The Korean hospital has provided medical care to more than 150,000 Afghans over the past five years, visited by some 250 patients every day.

Last fall, the hospital saved the life of a 12-year-old girl named Fatimah.

She would not been able to live for more than six months without proper treatment for a malignant tumor on her left leg. But now, thanks to the dedicated treatment and care of Korean PRT members, she is starting to recover, officials say.

Meanwhile, nearly 440 students have graduated from the vocational school, which opened in early 2010 and has five departments for electrical, computer, automotive, welding and plumbing, and construction skills.

Despite the completion of the reconstruction task, Seoul plans to maintain the hospital and training center for another few years to come, with dozens of doctors, nurses and workers of the Korea International Cooperation Agency, a state-run grant aid body.

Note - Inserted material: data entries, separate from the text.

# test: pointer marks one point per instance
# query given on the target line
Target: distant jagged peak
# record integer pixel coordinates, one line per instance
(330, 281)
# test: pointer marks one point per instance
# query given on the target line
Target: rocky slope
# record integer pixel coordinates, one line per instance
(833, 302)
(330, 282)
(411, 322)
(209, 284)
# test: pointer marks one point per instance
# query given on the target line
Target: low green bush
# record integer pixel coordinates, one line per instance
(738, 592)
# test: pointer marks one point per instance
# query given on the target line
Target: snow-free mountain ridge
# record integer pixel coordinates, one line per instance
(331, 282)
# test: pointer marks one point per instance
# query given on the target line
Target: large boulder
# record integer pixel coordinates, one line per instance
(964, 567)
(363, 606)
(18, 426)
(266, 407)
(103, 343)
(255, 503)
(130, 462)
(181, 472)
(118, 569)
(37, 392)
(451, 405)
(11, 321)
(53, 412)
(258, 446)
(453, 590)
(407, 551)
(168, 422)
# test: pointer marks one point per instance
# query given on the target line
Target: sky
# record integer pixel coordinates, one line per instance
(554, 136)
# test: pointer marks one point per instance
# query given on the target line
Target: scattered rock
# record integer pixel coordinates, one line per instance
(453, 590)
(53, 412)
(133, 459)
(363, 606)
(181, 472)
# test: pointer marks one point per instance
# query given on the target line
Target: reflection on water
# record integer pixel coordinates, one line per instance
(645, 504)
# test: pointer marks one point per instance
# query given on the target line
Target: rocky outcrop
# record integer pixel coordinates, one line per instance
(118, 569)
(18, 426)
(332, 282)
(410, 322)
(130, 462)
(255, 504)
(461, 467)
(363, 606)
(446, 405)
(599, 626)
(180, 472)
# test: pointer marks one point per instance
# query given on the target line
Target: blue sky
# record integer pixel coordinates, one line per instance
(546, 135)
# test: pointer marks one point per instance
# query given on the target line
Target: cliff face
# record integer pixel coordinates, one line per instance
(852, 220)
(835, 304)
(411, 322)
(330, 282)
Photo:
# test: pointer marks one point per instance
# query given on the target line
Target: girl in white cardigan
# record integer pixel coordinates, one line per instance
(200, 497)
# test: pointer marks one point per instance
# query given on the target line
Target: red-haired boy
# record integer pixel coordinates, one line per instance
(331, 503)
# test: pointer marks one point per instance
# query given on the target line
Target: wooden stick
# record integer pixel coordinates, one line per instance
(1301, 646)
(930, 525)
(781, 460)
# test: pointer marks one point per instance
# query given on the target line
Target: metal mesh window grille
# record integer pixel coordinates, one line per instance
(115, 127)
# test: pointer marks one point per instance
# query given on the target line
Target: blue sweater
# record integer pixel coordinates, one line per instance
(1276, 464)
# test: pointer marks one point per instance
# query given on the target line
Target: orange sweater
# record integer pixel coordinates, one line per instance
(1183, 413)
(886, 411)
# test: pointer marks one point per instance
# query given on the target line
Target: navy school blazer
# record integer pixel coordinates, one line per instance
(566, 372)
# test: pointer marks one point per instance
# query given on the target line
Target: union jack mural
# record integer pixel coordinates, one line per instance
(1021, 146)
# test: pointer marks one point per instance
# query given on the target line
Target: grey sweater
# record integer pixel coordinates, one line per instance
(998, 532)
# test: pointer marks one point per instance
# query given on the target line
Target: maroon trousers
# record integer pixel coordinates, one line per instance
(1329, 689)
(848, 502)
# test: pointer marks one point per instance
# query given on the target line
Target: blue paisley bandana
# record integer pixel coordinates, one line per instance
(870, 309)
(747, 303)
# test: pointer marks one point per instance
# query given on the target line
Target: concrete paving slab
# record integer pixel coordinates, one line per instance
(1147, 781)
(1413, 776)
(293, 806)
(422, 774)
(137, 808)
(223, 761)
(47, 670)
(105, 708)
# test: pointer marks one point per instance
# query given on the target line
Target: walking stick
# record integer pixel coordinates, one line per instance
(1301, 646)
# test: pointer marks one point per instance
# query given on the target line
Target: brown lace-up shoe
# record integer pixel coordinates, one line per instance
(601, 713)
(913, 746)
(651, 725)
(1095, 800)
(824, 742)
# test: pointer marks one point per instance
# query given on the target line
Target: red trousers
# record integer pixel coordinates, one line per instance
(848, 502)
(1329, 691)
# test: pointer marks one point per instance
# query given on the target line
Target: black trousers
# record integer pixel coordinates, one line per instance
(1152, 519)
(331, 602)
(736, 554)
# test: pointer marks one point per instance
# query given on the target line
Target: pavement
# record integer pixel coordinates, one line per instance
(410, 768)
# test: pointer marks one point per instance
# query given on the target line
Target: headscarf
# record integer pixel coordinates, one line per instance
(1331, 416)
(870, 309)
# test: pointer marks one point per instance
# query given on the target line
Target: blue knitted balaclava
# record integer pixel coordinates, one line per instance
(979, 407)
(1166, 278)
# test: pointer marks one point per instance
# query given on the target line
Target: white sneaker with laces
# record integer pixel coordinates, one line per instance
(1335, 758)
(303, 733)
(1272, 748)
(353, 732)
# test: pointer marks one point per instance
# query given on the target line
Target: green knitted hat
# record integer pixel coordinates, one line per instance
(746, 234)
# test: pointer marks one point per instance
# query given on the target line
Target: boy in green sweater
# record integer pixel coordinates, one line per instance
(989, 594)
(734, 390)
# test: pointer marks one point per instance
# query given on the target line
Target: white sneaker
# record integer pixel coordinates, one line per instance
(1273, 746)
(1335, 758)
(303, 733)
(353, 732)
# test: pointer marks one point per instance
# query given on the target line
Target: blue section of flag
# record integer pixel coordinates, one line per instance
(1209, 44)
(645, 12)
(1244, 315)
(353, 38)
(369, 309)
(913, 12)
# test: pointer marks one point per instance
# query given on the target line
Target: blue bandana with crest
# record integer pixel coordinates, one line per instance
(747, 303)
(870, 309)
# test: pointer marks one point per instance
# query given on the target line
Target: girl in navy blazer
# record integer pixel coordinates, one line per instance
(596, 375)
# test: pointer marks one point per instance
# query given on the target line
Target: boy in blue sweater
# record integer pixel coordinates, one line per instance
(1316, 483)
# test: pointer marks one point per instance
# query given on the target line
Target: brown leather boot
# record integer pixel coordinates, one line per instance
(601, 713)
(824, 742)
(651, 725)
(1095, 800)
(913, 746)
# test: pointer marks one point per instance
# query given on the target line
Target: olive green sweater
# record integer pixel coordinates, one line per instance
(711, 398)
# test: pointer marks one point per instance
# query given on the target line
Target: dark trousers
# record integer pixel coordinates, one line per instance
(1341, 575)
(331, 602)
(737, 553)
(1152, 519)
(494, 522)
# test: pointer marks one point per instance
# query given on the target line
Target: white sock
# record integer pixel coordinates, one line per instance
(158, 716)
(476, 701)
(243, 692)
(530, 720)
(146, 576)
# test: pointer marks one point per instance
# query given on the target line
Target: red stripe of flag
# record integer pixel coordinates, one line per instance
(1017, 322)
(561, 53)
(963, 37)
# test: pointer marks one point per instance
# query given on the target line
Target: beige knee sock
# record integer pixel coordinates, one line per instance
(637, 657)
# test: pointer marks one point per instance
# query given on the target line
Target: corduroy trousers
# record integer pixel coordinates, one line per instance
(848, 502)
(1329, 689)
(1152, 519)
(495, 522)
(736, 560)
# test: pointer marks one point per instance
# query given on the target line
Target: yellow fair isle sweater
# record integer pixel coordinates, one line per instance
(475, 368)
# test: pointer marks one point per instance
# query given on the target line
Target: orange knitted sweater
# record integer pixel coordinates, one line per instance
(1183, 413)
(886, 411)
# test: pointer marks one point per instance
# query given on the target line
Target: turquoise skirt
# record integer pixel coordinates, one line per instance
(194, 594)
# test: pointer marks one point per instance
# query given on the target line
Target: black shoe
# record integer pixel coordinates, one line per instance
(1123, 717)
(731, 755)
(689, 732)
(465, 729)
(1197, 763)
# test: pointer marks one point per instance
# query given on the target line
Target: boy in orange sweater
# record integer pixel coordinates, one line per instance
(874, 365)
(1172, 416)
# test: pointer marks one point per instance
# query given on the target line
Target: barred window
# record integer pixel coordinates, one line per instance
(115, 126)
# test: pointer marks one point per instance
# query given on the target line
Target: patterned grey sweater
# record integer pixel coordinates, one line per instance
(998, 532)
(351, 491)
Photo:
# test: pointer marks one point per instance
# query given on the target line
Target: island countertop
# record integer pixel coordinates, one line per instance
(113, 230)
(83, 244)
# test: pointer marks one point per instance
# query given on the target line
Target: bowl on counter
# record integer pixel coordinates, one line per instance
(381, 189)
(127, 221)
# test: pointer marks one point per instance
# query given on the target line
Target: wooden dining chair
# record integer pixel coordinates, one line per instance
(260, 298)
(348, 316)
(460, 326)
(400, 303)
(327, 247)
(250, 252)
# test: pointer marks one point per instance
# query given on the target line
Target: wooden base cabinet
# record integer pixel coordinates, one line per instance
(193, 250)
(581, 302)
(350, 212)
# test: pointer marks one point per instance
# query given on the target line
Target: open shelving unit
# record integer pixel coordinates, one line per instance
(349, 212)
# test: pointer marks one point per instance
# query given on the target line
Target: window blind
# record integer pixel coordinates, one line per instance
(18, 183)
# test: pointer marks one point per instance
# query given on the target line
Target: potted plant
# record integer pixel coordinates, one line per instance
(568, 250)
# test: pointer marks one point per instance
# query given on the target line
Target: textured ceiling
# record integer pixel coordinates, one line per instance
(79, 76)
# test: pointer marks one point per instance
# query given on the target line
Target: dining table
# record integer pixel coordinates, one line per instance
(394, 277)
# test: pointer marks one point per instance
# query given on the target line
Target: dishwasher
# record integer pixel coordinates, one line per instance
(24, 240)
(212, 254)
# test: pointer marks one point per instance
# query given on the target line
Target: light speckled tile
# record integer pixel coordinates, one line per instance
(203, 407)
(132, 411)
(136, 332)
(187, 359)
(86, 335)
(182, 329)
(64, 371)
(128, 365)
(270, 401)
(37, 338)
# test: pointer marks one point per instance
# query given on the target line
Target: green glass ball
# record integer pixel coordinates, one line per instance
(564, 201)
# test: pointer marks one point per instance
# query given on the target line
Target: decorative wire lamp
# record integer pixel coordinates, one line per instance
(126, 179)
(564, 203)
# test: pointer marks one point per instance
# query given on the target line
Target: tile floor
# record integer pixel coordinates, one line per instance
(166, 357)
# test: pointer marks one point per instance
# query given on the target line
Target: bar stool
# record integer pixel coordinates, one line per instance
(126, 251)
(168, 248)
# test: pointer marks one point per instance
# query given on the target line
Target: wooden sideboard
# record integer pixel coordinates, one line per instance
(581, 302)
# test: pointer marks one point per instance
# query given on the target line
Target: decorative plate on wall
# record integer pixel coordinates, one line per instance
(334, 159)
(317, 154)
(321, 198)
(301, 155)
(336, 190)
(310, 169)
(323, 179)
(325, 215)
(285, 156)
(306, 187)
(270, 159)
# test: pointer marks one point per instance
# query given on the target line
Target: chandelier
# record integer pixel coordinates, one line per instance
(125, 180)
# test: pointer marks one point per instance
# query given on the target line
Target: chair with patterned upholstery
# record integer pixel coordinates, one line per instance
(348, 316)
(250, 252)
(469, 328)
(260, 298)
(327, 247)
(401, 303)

“There is nothing like it in the country,” said Karen Decker, senior civilian representative to the U.S.-led International Security Assistance Force’s Regional Command-East, referring to the training center.

Urging other regions to follow suit, she suggested Parwan Province Gov. Abdul Basir Salangi invite other provincial governors and educators, give them a tour together and encourage them to learn and copy.

“And the young men who have graduated from this course, they’re different people. In the time they spent here, they have pride in themselves; they’ve learned the skill; they become leaders in their communities because of the opportunities they’ve got by training here,” Decker said.

“If we could replicate that across the country, it would be tremendous because what Afghanistan needs now is to make up the knowledge gap that 30 years of war has left them with.”

Safi has already become a model case for latecomers. Aticullah, 23, travels every day from the capital Kabul to take electrician classes in Bagram, hoping to become a teacher there one day.

After graduating high school, he failed to land a job, just like many of his peers in his community. As the oldest son of a 12-member family, he felt lucky that he met the Koreans and seized education opportunities.

“I think handling electricity and wires is an excellent skill. I’ve wanted to be an engineer after studying its technical aspects, while hoping that in the future there will be a chance to teach what I’ve learned to others,” Aticullah told visiting Korean reporters.

“My family would have faced difficulties if I had decided to go to college. But with this, I could easily find a job and after a while I will be able to study further such as by going to classes at night.”